この多列検出器から出力されるサンプリングデータは、順次、ビュー毎に画像処理装置に送出される。
【0003】
そして、この画像処理装置には、投影データに基づいて逆投影演算を行うBack Projection Unit(逆投影ユニット、以下「BP Unit」という)が備えられている。この逆投影ユニット(BP Unit)の構成は、図9に示されている。以下、図9に基づいて、図9に図示の逆投影ユニット(BP Unit)100について説明する。
【0004】
図9に図示の逆投影ユニット(BP Unit)100は、複数の逆投影演算器(以下「BP演算器」という)BP、BP、……BPn−1、BPによって構成されている。そして、この各BP演算器は、フィルタリング処理を終えた 2次元投影データ(Projection Dataと呼ぶ)を必要となる最大量保存可能なProjection Memory(プロジェクションメモリ)120と、演算に使うデータをProjection Dataより抽出するAddress Generator(アドレスジェネレータ、以下「AG」という)130と、3DBP演算を行う算術演算装置(Arithmetic Logical Unit、以下「ALU」)110とによって構成されている。
このBP演算器BP、BP、……BPn−1、BPの実現手段には、Discreet ICでの構築や、汎用プロセッサ、プログラミングできる集積回路であるFPGA(Field Programmable Gate Array)、特定用途向けIC集積回路(Appication Specific Integrated Circuits、以下「ASIC」という)等の高集積ICを用いた手法がとられる。
【0005】
Projection Dataは、ビュー毎に各BP演算器のプロジェクションメモリ(Projection Memory)にロードされ、このロードされたProjection Dataに対して各ALU110において3DBP演算が行われる。
【0006】
逆投影演算器BPで演算された結果は、順次、隣の逆投影演算器BPに送られる。すなわち、まず、BP演算器BP1で演算された結果は、隣のBP演算器BP2に出力され、BP演算器BP2で演算された結果は、隣のBP演算器BP3に出力されと、順次、隣のBP演算器BPに送出される。
【0007】
BP演算器BP1で演算された結果を入力したBP演算器BP2においては、プロジェクションメモリ(Projection Memory)のデータから演算した結果に、BP演算器BP1から出力されてきた演算結果を加算して、BP演算器BP3へ送出するようになっている。
【0008】
この演算処理をパイプライン処理で行い、高速に断面積を求めている。図9に図示の逆投影ユニット(BP Unit)100では、逆投影演算器BPをN個備えたN段のパイプライン処理を行う例が示されている。この図9に図示のように逆投影演算器BPをN個備えてN段のパイプライン処理を行う場合には、逆投影演算器BP単体で処理する時間Tの約1/Nの時間で処理を行うことができる。
【0009】
近年、プロジェクションメモリ(Projection Memory)の有効活用を図り、処理時間を短縮できるX線CT装置及び逆投影演算器が提案されている(例えば、特許文献1参照。)。
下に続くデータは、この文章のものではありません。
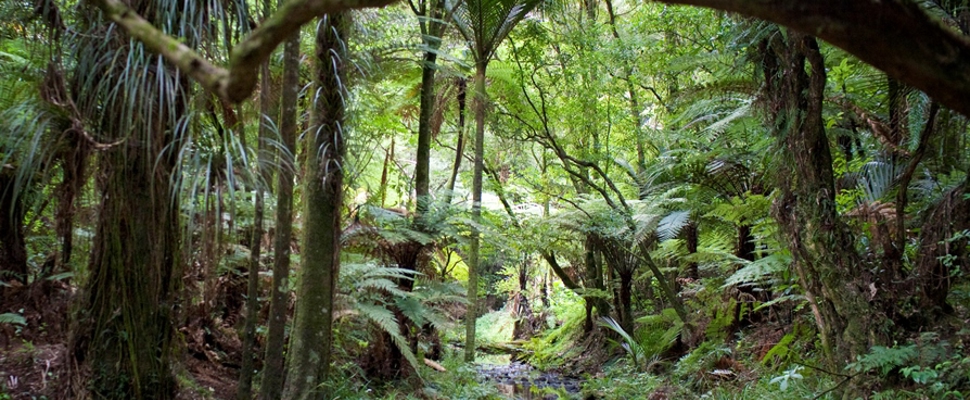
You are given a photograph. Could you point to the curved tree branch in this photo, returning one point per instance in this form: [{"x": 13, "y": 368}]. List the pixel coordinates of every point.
[
  {"x": 895, "y": 36},
  {"x": 235, "y": 83}
]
この特許文献1は、画像処理手段において、ライン数設定手段が処理ラインの段数を複数設定した場合、複数の処理ラインのうちの一の処理ラインと他の処理ラインとが、異なるビュー方向の投影データに基づく逆投影演算処理を同時に実行できるようにしたものである。
【0010】
このように特許文献1の逆投影手段または逆投影演算器は、投影データ量に応じて処理ラインを組んで処理を行うため、プロジェクションメモリ(Projection Memory)の有効活用を図り、処理時間を短縮できるようになっている。
【0011】
特許文献1の画像処理装置は、図10に示す如き構成を有している。すなわち、画像処理装置200を構成する演算処理装置210は、Pre-processing Unit(前処理ユニット)220と、Re-constructionn Unit(再構成ユニット)230と、及びPost-processing Unit(後処理ユニット)240とによって構成されている。
【0012】
図10に図示のPre-processing Unit(前処理ユニット)220は、Offset補正処理(オフセット補正処理)、Reference補正処理(リファレンス補正処理)、Air Calibration処理(エァキャリブレーション処理)、Phantom Calibration処理(ファントムキャリブレーション処理)、及びその他の処理を行うようになっている。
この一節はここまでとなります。